Recovery¶
Ralph Workflow is a free and open-source AI agent orchestrator built around a simple core loop inspired by the original Ralph loop. That simple core composes into a stronger workflow system for serious repo work, and the default workflow is already strong enough to start with before you customize anything.
New to Ralph Workflow? Start with Getting Started first. This page explains how Ralph Workflow behaves when a run is interrupted or something fails.

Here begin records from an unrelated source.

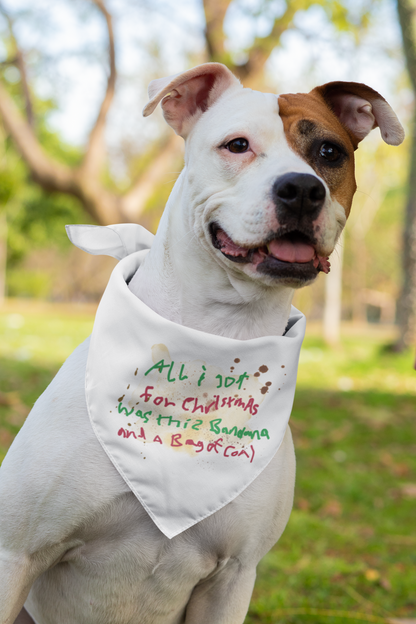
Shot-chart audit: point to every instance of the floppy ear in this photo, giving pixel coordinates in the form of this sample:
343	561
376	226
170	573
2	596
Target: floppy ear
360	109
187	95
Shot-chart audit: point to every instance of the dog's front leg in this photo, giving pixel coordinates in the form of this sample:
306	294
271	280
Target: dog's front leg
16	578
224	598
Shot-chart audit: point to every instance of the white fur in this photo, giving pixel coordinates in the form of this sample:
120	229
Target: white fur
71	531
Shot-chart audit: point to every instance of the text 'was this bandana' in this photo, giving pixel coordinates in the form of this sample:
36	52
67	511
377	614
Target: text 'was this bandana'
188	419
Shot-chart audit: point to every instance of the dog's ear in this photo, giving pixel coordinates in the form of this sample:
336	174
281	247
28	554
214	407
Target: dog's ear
187	95
360	109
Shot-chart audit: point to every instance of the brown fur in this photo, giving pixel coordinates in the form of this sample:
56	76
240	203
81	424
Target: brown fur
308	119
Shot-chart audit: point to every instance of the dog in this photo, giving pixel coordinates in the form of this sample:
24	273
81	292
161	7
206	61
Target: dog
265	192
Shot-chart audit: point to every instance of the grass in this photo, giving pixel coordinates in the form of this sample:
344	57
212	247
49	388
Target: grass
349	551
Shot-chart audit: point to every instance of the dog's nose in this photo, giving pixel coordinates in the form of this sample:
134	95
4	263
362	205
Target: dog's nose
300	193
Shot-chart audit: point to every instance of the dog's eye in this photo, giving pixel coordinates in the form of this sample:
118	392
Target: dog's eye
330	152
238	146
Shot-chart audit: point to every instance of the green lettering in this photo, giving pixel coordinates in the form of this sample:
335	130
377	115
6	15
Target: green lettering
214	425
159	366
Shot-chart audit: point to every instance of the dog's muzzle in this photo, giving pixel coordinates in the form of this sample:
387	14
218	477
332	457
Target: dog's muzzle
298	196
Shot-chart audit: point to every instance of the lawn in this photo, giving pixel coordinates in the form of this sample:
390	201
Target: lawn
349	551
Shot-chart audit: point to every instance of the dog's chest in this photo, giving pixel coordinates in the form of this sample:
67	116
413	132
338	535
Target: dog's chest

Ralph Workflow treats recovery as a built-in part of the product, not an afterthought. In normal use, you do not need to turn anything on. Ralph Workflow retries transient failures, keeps checkpoints up to date, and can resume safely after interruptions.
The practical model¶
Most users only need to know three things:
Ralph Workflow can retry some failures automatically
Ralph Workflow writes checkpoints so a run can resume later
you choose whether to resume from a saved checkpoint or start fresh
Failure categories¶
Every failure is classified into one of four categories:
Category |
Description |
Counts against budget? |
|---|---|---|
|
Network outage, upstream service error, transport disconnect |
No |
|
Empty output, idle timeout, malformed tool calls, repeated policy violations |
Yes |
|
Invalid config, unbound agent chain, missing required inputs |
No |
|
Ralph Workflow cannot confidently determine the cause |
No |
The goal is simple: transient infrastructure problems should not burn the same budget as genuine agent failures.
Offline detection and auto-resume¶
Ralph Workflow monitors connectivity. While offline, the run pauses instead of burning budget. When connectivity returns, Ralph Workflow resumes automatically.

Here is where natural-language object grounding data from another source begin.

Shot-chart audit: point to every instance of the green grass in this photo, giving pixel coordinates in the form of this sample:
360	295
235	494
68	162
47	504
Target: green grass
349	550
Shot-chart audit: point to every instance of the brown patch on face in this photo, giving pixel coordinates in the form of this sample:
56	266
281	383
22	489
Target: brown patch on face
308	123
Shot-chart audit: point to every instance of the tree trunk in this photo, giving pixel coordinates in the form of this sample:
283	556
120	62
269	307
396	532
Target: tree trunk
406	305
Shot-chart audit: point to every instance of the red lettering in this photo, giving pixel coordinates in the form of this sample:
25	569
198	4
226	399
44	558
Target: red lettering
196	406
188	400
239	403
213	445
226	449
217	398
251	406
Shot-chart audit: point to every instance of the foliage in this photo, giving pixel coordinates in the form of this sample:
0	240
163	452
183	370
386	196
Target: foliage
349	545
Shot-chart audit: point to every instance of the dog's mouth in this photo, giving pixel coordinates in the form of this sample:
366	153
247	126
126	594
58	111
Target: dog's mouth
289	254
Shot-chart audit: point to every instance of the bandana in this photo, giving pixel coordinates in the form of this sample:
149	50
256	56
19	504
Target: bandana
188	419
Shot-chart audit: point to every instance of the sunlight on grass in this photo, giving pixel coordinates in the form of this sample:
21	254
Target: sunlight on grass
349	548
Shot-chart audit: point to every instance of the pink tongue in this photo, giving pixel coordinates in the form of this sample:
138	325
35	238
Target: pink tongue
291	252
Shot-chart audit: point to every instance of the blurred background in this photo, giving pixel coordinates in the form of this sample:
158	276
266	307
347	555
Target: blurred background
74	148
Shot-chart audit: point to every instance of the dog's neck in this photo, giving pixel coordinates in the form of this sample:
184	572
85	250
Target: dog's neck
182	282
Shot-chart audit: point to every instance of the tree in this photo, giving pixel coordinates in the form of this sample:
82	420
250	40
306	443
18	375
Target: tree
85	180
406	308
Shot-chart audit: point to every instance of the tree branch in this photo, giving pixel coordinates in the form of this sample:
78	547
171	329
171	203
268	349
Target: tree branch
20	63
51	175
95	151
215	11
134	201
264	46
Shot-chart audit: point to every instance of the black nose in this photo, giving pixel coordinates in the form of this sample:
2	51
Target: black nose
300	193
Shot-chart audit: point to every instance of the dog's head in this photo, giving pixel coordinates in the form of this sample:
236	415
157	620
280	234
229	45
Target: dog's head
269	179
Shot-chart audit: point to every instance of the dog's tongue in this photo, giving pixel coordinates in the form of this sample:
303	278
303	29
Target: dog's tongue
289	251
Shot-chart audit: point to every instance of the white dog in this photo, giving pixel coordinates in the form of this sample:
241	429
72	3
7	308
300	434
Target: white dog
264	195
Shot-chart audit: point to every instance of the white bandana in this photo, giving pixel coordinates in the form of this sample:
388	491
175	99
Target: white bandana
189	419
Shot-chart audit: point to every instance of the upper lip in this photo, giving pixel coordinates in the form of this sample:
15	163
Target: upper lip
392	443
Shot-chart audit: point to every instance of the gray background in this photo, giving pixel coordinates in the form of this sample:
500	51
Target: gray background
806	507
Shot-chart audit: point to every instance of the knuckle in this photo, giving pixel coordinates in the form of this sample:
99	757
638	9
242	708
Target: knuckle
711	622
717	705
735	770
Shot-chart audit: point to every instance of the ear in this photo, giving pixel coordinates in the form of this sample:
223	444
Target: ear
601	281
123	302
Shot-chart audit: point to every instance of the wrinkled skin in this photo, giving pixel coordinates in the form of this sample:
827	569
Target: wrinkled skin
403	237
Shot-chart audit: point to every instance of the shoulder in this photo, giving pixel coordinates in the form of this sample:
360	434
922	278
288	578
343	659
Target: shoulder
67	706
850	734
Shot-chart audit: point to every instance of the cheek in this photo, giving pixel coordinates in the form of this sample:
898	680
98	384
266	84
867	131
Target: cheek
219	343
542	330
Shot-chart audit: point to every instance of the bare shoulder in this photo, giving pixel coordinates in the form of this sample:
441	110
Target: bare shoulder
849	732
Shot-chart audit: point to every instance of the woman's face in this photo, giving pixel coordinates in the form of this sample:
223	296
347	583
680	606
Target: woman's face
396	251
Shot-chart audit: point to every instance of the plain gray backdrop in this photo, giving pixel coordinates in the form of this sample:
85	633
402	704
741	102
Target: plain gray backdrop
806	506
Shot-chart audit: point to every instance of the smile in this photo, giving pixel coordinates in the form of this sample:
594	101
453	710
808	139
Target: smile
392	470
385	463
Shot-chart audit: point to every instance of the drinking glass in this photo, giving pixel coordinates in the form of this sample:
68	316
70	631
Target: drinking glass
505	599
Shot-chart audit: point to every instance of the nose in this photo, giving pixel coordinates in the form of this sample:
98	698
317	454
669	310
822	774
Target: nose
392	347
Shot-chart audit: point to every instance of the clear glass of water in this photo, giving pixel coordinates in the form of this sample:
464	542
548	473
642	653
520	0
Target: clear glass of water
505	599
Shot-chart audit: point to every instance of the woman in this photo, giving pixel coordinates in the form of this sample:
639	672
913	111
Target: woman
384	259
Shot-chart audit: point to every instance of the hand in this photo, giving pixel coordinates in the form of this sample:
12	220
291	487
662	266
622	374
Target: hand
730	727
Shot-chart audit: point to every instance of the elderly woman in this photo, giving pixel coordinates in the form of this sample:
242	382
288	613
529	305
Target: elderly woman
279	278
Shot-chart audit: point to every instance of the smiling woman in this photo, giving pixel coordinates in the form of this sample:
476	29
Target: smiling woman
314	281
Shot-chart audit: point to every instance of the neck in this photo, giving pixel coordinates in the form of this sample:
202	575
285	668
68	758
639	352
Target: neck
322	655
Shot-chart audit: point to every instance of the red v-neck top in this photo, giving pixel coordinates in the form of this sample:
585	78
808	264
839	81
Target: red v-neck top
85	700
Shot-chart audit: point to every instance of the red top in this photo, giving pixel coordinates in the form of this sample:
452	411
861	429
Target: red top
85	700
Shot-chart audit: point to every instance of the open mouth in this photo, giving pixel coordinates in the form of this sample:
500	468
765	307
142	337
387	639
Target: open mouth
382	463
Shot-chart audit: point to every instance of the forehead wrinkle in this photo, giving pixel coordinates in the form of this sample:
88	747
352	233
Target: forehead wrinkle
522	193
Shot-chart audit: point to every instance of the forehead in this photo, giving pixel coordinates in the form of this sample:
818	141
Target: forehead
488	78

You will see messages like:
Offline — paused (since HH:MM:SS)
and later:
Recovery resumed after offline
Two-SIGINT behavior¶
First Ctrl+C — cancel in-flight work, shut down in order, save the checkpoint, and pause
Second Ctrl+C — exit immediately without waiting for cleanup
Retry and fallover¶
Each phase uses an agent chain. If one agent exhausts its retry budget, Ralph Workflow can fall over to the next configured agent.
That is how longer unattended runs stay moving without being pinned to one provider.
Recovery-cycle cap¶
[general].max_cycles limits how many full fallback cycles Ralph Workflow will attempt before stopping.
[general]
max_cycles = 3
This prevents a persistently failing workflow from retrying forever without making progress.
Checkpoints¶
Ralph Workflow saves a checkpoint after each successful phase transition so a run can continue from the last completed step after an interruption or crash.
Where the checkpoint lives¶
.agent/checkpoint.json
What is stored¶
Typical checkpoint information includes:
the current phase
references to needed handoff artifacts
consumed iteration counts
the last error, when present
Useful checkpoint commands¶
ralph --resume
ralph --inspect-checkpoint
ralph --no-resume
ralph --resume— continue from the saved checkpointralph --inspect-checkpoint— show what would be resumedralph --no-resume— ignore the checkpoint and start fresh
Enabling or disabling checkpoints¶
[general.workflow]
checkpoint_enabled = true
When checkpoint_enabled = false, Ralph Workflow stops writing checkpoints and every run starts from the beginning.
When to read the deeper internals¶
Most operators do not need the lower-level liveness rules, watchdog thresholds, or session-safety edge cases. If you are debugging those details specifically, use the maintainer-oriented architecture docs.